春の気温・湿度の急激な変化は、このバリア機能に大きなストレスを与えます。気温が上昇すると皮脂の分泌量が増え、毛穴が開きやすくなります。一方で、まだ空気が乾燥している日もあるため、皮脂は多いのに肌の内部は乾燥している「インナードライ(混合肌)」の状態になりやすいのです。
インナードライ肌は、表面はべたつくのに内側は乾燥しているという複雑な状態で、適切なケアを行わないと肌のバリア機能が低下し続けます。バリア機能が低下した肌は、外部刺激に対して過剰に反応しやすくなり、かゆみ・赤み・炎症などが起きやすくなります。また、アレルゲンや雑菌が侵入しやすくなるため、アレルギー反応や感染症リスクも高まります。
バリア機能を維持するためには、過度な洗顔を避け、適切な保湿ケアを継続することが重要です。冬の厚塗りケアから、春の軽やかで水分をしっかり補給するケアへと切り替えることが、バリア機能の安定に直結します。
⚠️ 冬のスキンケアを春に続けるリスク
冬の乾燥対策として、こってりとしたクリームや油分の多い保湿剤を使っていた方は多いと思います。冬の間はそれで肌が潤っていたとしても、春になってもそのままのケアを続けることには注意が必要です。
気温が上昇し皮脂分泌が活発になる春に、油分の多いスキンケアアイテムを使い続けると、毛穴が詰まりやすくなります。その結果、ニキビや毛穴の開き、黒ずみなどのトラブルが増加します。また、過剰な油分が肌の上に残ることで、花粉や汚れが付着しやすくなり、肌トラブルを悪化させることもあります。
逆に、「春になったから」という理由で急に保湿ケアをやめてしまうのも問題です。春はまだ肌が乾燥しやすい時期であり、適切な保湿は欠かせません。特に洗顔後の水分補給は、季節を問わず継続する必要があります。

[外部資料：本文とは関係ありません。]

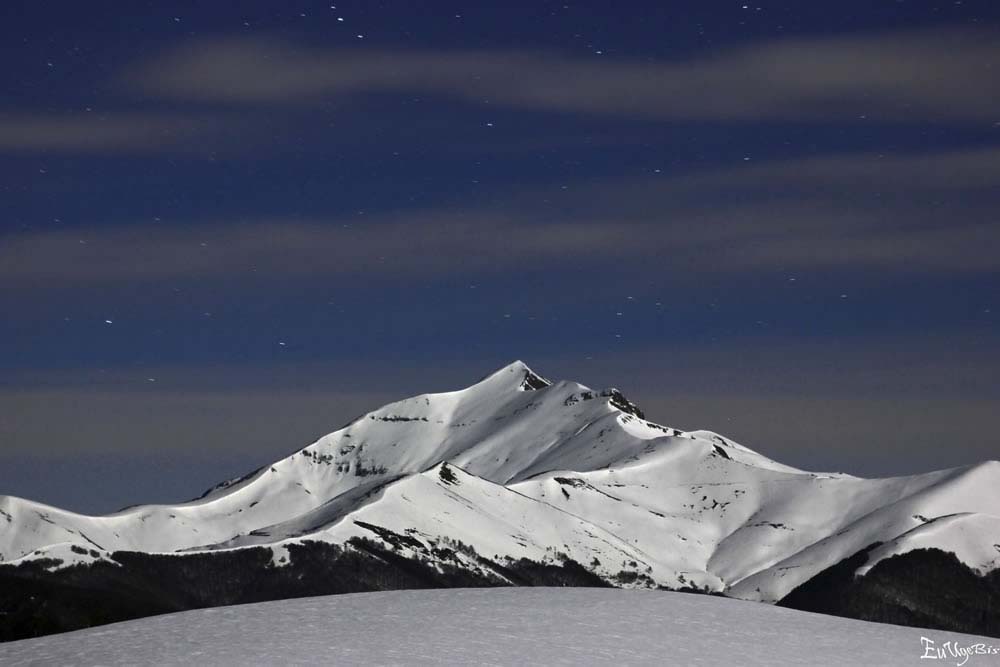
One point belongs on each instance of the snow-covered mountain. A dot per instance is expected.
(523, 626)
(516, 467)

つまり、春のスキンケア見直しのポイントは「油分を減らしながら水分補給をしっかり行う」という方向性になります。テクスチャーを冬の重たいものから、春向けの軽いものへと切り替えることが、春の肌トラブル予防に効果的です。このように、季節に応じてスキンケアをアップデートすることが、健康な肌を維持するための重要な習慣といえます。
🔍 春に見直したいスキンケアの基本ステップ
春のスキンケア見直しは、大がかりなものである必要はありません。現在のルーティンを少しずつ調整していくことで、肌の変化に対応することができます。ここでは、春に見直すべき基本的なスキンケアステップを順番に確認していきましょう。

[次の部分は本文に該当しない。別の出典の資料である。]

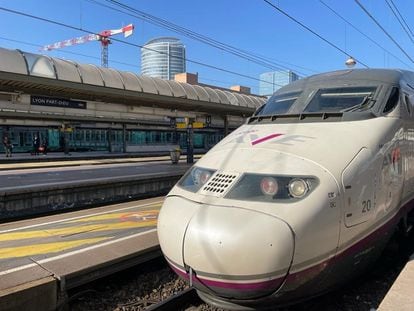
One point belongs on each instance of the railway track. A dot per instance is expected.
(153, 286)
(179, 301)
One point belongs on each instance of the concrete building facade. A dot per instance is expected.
(272, 81)
(163, 58)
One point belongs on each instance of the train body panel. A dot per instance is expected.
(297, 200)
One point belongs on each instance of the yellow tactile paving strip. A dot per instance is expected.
(55, 237)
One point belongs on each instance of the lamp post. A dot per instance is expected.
(350, 62)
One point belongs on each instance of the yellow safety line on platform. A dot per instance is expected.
(62, 232)
(142, 215)
(36, 249)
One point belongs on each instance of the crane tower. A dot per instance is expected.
(103, 37)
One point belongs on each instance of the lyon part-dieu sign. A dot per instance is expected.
(56, 102)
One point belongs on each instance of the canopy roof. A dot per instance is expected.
(43, 75)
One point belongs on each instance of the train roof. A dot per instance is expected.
(388, 76)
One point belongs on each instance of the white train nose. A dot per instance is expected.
(237, 253)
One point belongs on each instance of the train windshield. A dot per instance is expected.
(336, 99)
(341, 99)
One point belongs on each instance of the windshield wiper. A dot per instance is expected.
(363, 104)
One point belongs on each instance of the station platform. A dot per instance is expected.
(400, 297)
(44, 160)
(42, 258)
(34, 188)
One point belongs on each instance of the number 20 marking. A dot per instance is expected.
(366, 206)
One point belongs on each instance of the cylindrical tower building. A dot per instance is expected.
(163, 58)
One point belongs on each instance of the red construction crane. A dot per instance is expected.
(103, 36)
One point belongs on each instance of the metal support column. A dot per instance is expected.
(190, 150)
(124, 138)
(226, 126)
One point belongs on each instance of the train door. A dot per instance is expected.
(408, 151)
(391, 184)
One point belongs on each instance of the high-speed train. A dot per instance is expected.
(300, 198)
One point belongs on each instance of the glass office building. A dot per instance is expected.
(163, 58)
(270, 82)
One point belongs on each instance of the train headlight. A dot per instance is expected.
(269, 186)
(272, 188)
(195, 178)
(298, 188)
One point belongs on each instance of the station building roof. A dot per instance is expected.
(43, 75)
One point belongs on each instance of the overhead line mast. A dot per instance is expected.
(103, 37)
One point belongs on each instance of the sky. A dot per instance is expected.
(253, 26)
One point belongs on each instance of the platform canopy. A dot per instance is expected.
(43, 75)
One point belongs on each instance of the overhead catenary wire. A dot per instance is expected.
(397, 17)
(260, 60)
(135, 45)
(402, 18)
(362, 33)
(383, 29)
(314, 32)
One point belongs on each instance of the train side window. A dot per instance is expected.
(392, 100)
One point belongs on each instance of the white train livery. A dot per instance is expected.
(300, 198)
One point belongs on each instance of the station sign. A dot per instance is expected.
(184, 125)
(56, 102)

基本的なスキンケアのステップは「洗顔→化粧水→美容液→乳液またはクリーム→日焼け止め」という流れです。このうち、春に特に見直しが必要なのは、洗顔の方法・保湿アイテムの種類・日焼け止めの使用です。
また、スキンケアの「量」も見直しポイントの一つです。冬に多めに使っていた保湿クリームなどは、春になったら適量に調整しましょう。必要以上に重ねづけすることで、毛穴詰まりや肌への負担増加につながります。
スキンケアの順序は変えず、使用するアイテムのテクスチャーや成分を変えることが春の基本方針です。急に複数のアイテムを変えると、どれが肌に合わないのかわからなくなってしまうため、できれば1つずつ順番に変えていくと安心です。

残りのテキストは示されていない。